Brique rouge et boue, Jaymee encaisse et se relève. Le rappeur lillois lâche LE NERF DE LA GUERRE, un EP qui signe l’entrée dans un nouveau chapitre, libérateur et taillé avec la dose exacte de rage et de lucidité qu’il faut pour ne pas s’effondrer.

Dès la cover, le ton est dicté. Pas besoin de longues introductions : dix titres pour se dévoiler brut de décoffrage, avec l’urgence propre à ceux qui n’ont pas le luxe d’attendre. Depuis quelques mois déjà, Jaymee dessinait les contours de cette nouvelle ère, posant pierre après pierre les fondations d’un projet plus ambitieux. Son passage à New York pour le freestyle balancé sur On The Radar en était le signal le plus fort, une performance ovni qui a traversé à son tour l’Atlantique et trouvé une résonance sur les réseaux sociaux. Entre nouveaux auditeurs conquis et vague de haine reçue en retour, Jaymee a essuyé les deux faces d’une même pièce. Il a rebondi avec le très solide Tottenham, non sans avoir introduit au passage son nouvel alter-ego : Stevie, petit être rageur aux piques jaunes, colérique et presque cartoonesque dans sa manière d’exister. Un équilibre singulier s’est alors installé. D’un côté, la voix parfois cassée, mélancolique, presque à bout de souffle de Jaymee. De l’autre, ce format récréatif que lui offre l’alter-ego pour y donner une narration plus accessible.

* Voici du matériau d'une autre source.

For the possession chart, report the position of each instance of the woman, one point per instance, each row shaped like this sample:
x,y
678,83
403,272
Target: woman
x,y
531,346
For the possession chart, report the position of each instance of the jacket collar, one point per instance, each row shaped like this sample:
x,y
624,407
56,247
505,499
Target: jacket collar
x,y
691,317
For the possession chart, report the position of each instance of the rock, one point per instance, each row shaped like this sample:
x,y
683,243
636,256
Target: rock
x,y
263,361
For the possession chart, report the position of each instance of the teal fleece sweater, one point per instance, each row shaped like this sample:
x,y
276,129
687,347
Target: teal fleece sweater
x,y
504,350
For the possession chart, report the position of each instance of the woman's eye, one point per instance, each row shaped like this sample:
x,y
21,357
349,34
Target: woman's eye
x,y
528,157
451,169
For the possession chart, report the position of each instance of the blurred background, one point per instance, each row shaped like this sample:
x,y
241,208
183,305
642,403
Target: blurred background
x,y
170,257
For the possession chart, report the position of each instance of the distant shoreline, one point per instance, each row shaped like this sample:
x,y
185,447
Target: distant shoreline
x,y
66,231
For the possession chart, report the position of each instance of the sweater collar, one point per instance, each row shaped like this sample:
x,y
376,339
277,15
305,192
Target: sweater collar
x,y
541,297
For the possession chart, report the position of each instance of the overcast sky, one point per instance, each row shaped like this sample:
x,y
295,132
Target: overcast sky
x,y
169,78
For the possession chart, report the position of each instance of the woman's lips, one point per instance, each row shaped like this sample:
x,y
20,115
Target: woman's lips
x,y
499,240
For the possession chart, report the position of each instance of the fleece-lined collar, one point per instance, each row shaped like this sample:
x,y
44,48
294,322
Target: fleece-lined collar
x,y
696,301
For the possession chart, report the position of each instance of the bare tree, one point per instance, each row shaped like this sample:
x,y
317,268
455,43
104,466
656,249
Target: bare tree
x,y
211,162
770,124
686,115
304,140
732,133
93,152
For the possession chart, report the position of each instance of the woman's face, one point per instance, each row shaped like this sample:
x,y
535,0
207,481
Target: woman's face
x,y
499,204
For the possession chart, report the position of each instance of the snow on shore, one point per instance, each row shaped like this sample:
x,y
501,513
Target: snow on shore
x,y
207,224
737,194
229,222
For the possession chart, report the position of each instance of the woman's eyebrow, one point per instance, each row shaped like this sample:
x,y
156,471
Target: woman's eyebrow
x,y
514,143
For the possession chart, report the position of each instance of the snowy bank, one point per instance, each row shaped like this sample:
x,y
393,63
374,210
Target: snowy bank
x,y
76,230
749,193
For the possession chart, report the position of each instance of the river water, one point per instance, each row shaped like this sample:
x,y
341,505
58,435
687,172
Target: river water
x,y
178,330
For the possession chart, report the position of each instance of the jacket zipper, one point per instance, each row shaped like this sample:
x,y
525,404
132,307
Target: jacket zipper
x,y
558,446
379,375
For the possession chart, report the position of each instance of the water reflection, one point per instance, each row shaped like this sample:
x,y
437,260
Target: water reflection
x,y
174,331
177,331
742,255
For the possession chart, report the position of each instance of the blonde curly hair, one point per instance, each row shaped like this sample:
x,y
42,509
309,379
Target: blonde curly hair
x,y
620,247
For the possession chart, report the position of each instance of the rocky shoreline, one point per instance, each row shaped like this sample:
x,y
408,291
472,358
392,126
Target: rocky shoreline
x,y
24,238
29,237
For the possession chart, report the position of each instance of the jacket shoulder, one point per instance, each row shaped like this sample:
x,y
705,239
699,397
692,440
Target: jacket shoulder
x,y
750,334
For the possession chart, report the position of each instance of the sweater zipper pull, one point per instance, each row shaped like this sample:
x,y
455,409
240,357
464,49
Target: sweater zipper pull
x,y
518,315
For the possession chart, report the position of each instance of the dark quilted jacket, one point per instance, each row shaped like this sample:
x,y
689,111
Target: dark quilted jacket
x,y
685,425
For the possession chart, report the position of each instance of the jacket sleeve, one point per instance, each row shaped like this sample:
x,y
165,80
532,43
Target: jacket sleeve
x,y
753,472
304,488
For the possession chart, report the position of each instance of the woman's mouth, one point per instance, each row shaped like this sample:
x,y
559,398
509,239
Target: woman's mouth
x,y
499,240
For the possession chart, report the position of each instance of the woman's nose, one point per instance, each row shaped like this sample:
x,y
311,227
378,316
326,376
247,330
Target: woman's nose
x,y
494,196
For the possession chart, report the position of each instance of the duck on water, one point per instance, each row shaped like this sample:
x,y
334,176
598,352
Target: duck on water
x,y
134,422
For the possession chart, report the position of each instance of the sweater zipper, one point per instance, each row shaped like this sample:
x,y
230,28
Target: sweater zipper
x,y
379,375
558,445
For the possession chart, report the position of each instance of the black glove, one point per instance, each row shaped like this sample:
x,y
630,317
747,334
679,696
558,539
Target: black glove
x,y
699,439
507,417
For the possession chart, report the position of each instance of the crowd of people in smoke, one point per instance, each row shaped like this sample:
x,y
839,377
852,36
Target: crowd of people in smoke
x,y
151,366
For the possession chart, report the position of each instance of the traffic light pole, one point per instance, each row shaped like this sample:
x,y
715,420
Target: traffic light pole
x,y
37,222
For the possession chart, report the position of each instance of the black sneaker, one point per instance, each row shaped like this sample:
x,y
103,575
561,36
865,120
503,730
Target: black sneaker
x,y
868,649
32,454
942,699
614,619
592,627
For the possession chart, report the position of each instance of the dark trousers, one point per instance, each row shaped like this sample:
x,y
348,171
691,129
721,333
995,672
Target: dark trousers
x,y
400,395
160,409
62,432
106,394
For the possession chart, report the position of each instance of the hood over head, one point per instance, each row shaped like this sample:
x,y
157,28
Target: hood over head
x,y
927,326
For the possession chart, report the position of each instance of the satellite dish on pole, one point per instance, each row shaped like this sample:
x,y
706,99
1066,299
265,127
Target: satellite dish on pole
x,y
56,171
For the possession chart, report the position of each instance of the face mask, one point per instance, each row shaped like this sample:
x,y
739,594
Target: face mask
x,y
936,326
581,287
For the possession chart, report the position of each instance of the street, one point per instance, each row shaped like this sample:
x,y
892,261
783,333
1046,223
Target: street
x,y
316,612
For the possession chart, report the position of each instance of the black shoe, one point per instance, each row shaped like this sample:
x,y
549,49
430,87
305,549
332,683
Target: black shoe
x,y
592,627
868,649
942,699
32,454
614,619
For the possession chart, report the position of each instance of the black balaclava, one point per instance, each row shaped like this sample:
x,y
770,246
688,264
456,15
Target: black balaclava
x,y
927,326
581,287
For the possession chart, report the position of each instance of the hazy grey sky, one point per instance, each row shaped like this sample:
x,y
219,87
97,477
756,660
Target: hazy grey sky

Casque vissé sur la tête, LE NERF DE LA GUERRE dépasse largement la simple course à l’argent. Ici, cet argent qui « nous disperse » ne reste pas un sujet isolé. En effet, il cache une série de problématiques plus intimes, solidement ancrées dans le contexte social et familial d’une époque qui broie autant qu’elle promet. Celui qui est le cadet de sa famille témoigne alors, faire de l’argent n’est pas un choix mais une nécessité. Les regards convergent, la pression devient un poids et le lillois l’exprime avec brio. C’est cette exigence, diffuse et constante, qui alimente l’instinct de survie ayant toujours traversé les textes de Jaymee. On le retrouvait déjà dans Tout le monde autour ou dans Bright, deux titres portés par une interprétation mi-poignante, mi-explosive, qui avaient su trouver leur public précisément parce qu’ils sonnaient vrai. Cette démarche, dire les choses telles qu’elles sont sans les enjoliver, atteint ici un nouveau degré de maturité et d’intensité.
Sur l’EP, Yellow & Green s’impose comme l’un des climax du projet. Les drums y sonnent comme une cadence militaire tandis que le chant de Jaymee vient flotter au-dessus d’un lit de synthés nuageux. Une tension maintenue jusqu’au bout. Ce qui fonctionne par-dessus tout, c’est exactement la balance mentionnée précédemment avec son alter-ego Stevie : le projet est un journal intime mis en forme pour le grand public. Jaymee franchit un cap sur tous les fronts. L’exploration sonore d’abord, plus profonde que tout ce qu’il avait proposé jusqu’ici. La proposition visuelle ensuite, qui accompagne le propos avec une identité forte. Le format enfin, dix titres qui ouvrent un espace miné et jamais prévisible.
Poings levés et front dans la bataille, Jaymee ressort du NERF DE LA GUERRE assez armé et meurtri pour envisager la suite avec confiance, prouvant au passage qu’il sait désormais habiter des formats plus ambitieux que ceux qui l’ont forgé. Come on.